Examples of things you may control include:
- Your extra responsibilities or projects
- How you delegate responsibilities or tasks among your team
- Your interactions with coworkers or supervisors
- How you structure your courses to match your teaching style
- Your free time activities
- Your response to work notifications after-hours
- When and how you seek support
- Your sleep quality
- Your social interactions at work and outside of work
Sometimes, it may also be helpful to relinquish control over certain things. For instance, once you’ve completed a project or submitted an assignment, it is in the hands of your supervisor.
3. Diversify your time
While it may seem counterintuitive, taking breaks from work responsibilities can actually enhance your motivation and sense of purpose in both life and work.
Diversifying your time may look different for everyone. Here are some ways to do this:
Living outside of work: Allocate more time to friends, family, hobbies, or leisure. Finding meaning in time away from the office can reduce stress and enhance fulfillment.

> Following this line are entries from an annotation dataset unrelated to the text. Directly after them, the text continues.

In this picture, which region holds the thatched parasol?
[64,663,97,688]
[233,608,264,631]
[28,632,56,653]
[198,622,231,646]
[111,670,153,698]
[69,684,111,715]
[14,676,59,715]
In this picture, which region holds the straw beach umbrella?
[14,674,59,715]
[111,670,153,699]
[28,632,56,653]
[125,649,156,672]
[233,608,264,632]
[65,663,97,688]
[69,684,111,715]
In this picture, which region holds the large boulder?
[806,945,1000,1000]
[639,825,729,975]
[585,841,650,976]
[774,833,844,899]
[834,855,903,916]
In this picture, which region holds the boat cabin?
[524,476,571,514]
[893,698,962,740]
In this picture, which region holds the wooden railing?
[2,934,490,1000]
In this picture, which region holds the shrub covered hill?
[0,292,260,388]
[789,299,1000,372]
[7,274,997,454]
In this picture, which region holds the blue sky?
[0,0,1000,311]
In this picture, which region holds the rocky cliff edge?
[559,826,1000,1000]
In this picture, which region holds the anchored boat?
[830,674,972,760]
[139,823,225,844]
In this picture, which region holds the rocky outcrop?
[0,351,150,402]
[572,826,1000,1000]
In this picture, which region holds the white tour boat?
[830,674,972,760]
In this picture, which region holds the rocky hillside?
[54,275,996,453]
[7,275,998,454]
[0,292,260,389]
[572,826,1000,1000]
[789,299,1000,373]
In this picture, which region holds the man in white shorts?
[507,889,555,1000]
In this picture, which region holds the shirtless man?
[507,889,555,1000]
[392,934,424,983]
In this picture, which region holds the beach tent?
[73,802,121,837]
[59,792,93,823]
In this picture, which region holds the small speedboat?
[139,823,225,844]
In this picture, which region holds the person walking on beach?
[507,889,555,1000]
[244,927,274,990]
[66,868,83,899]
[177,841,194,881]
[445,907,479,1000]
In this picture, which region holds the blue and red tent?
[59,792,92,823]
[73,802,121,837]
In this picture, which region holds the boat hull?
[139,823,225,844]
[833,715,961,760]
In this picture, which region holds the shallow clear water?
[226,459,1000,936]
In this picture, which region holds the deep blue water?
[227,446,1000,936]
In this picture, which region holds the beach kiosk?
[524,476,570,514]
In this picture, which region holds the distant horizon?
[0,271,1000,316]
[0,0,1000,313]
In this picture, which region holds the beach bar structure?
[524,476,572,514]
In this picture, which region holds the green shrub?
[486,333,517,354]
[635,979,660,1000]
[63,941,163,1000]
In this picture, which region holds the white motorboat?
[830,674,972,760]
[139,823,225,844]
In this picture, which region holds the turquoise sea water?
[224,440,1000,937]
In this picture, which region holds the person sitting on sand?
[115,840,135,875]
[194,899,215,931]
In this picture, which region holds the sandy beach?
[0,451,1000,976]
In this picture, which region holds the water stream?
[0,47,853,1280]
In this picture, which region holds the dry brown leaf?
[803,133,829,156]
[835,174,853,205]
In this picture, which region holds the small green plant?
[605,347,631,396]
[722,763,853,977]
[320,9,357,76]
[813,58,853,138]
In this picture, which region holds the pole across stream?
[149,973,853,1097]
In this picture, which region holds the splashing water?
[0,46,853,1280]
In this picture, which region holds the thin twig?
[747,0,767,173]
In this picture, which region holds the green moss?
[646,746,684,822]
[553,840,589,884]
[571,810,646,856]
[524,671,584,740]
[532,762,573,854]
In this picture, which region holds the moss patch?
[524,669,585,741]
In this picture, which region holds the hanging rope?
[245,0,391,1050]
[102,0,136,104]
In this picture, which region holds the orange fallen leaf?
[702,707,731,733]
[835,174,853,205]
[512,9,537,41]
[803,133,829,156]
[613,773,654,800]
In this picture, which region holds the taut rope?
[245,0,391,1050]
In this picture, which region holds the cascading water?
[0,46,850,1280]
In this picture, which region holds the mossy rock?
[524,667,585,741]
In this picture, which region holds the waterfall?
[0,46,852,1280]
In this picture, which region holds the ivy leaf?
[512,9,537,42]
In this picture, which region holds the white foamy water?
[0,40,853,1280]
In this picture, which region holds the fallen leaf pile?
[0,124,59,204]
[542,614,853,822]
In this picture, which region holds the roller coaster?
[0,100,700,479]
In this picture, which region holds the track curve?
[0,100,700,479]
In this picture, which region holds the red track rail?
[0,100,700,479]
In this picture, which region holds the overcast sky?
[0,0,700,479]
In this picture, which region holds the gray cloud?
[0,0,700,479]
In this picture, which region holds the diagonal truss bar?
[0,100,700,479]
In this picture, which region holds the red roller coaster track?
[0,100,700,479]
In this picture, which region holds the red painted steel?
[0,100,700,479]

Pausing between projects: Instead of jumping directly into the next task, take a moment to reset. This can be as simple as taking a brief walk, grabbing coffee, or engaging in less demanding tasks.
4. Slow down and get away
Taking time off is vital for mental and physical well-being. Transitioning from ‘go mode’ to ‘relaxation mode’ may be challenging, but preparation can ease the shift.
Here are some helpful tips:
Enlist backup: Notify your supervisor and team about your time off in advance. Determine who can handle urgent matters while you are away.
Create automatic replies: Set an out-of-office email notification before you leave to inform contacts of your absence and expected return.
Shutdown: Turn off work notifications and remove work-related apps from your phone. Consider leaving your laptop at the office to stay present with your loved ones.
Ease into it: Allow some time to decompress before diving into productivity or planning. Acknowledge feelings of restlessness, which are normal and usually pass.
5. Reflect and look forward
The end of the semester or year is a perfect opportunity to reflect on accomplishments and plan for the future.
Reflecting back: Celebrate your achievements, whether big or small, from the past semester or year.
Looking ahead: Consider what you want to accomplish moving forward and map out steps to reach these goals.
Make it fun: Create a yearly bucket list to plan future activities that bring you joy.
Support resources
If additional support is needed, campus resources for staff and faculty are available:
FSAP offers free mental health services including workshops, support groups, and counseling.
WorkWell provides various health and wellness programs that promote belonging and engagement.
For local provider connections, Thriving Campus offers assistance based on needs and insurance.
CU Boulder’s Leave Sharing Program allows employees to donate excess vacation time.
AcademicLiveCare offers online counseling and psychiatrist appointments at no cost.